11月24日(金)
事務所に届いていた印刷物を、直帰ついでに義母の仕事場へ持ってくるだけのつもりだったが、何故か小包の梱包を手伝っていた。大事に持ってきたクリスマスカードと、年明け早々のホームパーティの案内チラシは、九割近くがその小包の中に納められていた。
僕は最後の一つの封を閉め、机の一角に置いた。郵便ポストに投函できるサイズよりは一回り、二回りほど大きく見えるが、両手で抱えて持つようなサイズではない。ただ、三つずつほど重ねて置くと、それなりのボリュームに見える。
「結構な数ですね」
朋子さんが入れてくれたお茶に口をつけながら僕が言うと、彼女は何も言わず、曖昧に微笑んだ。
伝票は今から一つずつ貼ると聞いたときは、気が遠くなりそうだった。それを物ともせず、丁寧に一つずつやり切る気持ちがあるから、長年愛されるサロンのオーナーをやれるのだろう。
僕がボーッと小包の小さな山を見つめている間、朋子さんは僕が持ってきたチラシをジッと見ていた。印刷前の決定稿でOKはもらっていたものの、改めて「女帝」にじっくり検品されると背筋が伸びる。
沈黙に耐えかねて、僕も残っていたチラシを一枚手に取った。四年ぶりのホームパーティ、作っている時からずっと目に入っていたはずなのに、やっと日付が目に留まる。
「あっ、この日」
「ああ、気にしないで。分かってるから」
朋子さんは笑いながら、手にしていたチラシをテーブルに置いた。自分のカップに、ポットから紅茶を注ぐ。
「オタクのボスにも言われたんだけどね。決めちゃったものは、しょうがないじゃない」
笑いながら軽い口調で言うものの、どこか突き放すような印象もあった。その凛というか、ツンとした言い方に、沙綾との繋がりみたいなものも感じる。そういうところに振り回されながらも、最後まで付き合ってしまう社長に、同情や親近感を抱かざるを得ない。
「この間から、何回もすみません」
彼女の誕生日も、納期の直前でスケジュールを合わせられなかった。来月のクリスマス会も、先約があって都合がつかなかった。今度こそはと思っていたのに、結局年始のイベントも「仕事優先」になることが確定した。
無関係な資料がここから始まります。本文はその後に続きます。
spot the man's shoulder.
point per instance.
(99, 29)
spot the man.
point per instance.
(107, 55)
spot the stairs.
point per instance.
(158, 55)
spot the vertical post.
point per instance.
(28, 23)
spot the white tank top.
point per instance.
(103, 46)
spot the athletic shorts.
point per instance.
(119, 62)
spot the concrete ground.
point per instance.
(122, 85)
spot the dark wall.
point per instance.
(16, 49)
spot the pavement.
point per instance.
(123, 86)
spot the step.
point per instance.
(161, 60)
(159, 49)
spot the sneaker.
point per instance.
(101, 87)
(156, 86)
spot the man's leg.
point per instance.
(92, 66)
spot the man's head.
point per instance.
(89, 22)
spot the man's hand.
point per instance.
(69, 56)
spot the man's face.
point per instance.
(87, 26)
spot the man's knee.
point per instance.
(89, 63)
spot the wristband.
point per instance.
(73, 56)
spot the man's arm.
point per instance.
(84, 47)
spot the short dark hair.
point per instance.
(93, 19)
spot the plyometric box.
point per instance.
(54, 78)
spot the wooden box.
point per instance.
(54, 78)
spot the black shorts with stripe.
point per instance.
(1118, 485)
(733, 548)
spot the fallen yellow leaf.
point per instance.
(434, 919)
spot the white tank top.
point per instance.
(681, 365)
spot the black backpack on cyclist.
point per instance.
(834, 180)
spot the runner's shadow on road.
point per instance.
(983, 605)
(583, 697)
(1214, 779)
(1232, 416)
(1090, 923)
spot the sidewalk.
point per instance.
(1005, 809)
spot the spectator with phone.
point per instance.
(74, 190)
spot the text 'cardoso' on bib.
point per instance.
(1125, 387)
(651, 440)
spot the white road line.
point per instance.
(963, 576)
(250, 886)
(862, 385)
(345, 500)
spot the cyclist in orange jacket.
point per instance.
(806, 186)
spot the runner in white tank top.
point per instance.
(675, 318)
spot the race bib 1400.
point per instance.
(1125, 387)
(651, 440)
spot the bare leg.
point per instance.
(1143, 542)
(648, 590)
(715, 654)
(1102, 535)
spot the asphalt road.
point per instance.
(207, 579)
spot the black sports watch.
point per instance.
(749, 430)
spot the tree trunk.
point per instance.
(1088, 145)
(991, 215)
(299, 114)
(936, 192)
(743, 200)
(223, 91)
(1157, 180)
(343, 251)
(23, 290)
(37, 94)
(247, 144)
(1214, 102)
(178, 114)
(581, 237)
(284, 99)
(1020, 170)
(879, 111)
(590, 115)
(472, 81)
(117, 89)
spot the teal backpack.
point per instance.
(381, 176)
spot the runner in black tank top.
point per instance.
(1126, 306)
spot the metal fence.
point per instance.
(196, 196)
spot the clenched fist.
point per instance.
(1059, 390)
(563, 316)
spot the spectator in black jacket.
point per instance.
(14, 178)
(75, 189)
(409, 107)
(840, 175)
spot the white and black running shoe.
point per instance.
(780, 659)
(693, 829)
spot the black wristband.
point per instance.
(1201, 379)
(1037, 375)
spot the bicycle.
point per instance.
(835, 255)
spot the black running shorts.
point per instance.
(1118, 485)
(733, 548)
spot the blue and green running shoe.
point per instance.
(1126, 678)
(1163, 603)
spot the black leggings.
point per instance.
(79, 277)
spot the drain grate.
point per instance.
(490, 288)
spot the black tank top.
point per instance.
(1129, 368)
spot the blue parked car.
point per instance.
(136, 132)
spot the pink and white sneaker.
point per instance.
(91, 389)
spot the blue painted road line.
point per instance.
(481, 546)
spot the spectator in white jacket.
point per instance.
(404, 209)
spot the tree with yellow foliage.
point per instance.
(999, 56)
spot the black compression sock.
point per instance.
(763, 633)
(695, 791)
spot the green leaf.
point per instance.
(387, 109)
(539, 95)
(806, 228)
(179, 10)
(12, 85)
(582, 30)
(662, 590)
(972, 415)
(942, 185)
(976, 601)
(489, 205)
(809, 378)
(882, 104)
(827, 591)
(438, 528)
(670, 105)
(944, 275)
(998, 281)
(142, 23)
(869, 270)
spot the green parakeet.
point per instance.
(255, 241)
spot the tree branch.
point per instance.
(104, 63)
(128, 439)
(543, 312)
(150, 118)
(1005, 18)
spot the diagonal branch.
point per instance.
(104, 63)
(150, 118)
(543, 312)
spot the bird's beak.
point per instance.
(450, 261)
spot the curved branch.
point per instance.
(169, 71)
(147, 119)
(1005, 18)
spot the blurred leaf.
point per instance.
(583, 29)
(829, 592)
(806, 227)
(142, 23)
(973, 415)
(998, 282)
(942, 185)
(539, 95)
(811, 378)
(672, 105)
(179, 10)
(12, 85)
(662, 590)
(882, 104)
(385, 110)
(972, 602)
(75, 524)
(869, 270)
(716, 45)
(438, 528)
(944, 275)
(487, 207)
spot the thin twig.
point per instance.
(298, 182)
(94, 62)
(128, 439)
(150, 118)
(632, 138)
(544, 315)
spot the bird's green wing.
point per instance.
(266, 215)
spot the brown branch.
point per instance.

朋子さんは「ああ、いいのいいの。何にも気にしないで」と言った。
「私のことなんか気にしないで、あなたたちはあなたたちで良いようにして頂戴」
僕がこっちへ戻ってくる時も、同じ調子、同じ口調でそう言われて、元々の住まいを僕と沙綾のために明け渡してくれた。その出来事からも、ほぼ丸一年。バタバタだった去年の年末からもうすぐ一年か。
「それで、どう? 慣れた?」
朋子さんが、ちょっぴり意地悪そうな表情を浮かべて訊いてきた。
「おかげさまで、何とか」
「そう。それは良かった」
朋子さんはまだ何か言いたそうな様子で、口元に笑いを浮かべながらお茶を飲む。追求のためのトゲがない言葉、失礼のない表現を必死に考えていると仕事用のスマホがポケットの中で震える。通知は、事務所からの電話だった。
朋子さんに「すみません」と断ると、彼女はどうぞ、とジェスチャーで出るように促してくれた。お言葉に甘えて電話に出る。電話口の向こうは、「まだ仕事が残ってる」と叫ぶ社長だった。
「分かりました。今すぐ戻ります」
急ぎの仕事は一通り終わらせたつもりだったけど、チェックが甘かったらしい。出来ればこのまま直帰したかったけど、定時にはまだ余裕がある。オフィスへ戻って、素直に残務と向き合おう。
僕は、同情の目を向けてくれている朋子さんに、オフィスへ戻る旨を伝えた。そんな目をしないで欲しいと思いながら、淹れてもらった残りのお茶を飲み切った。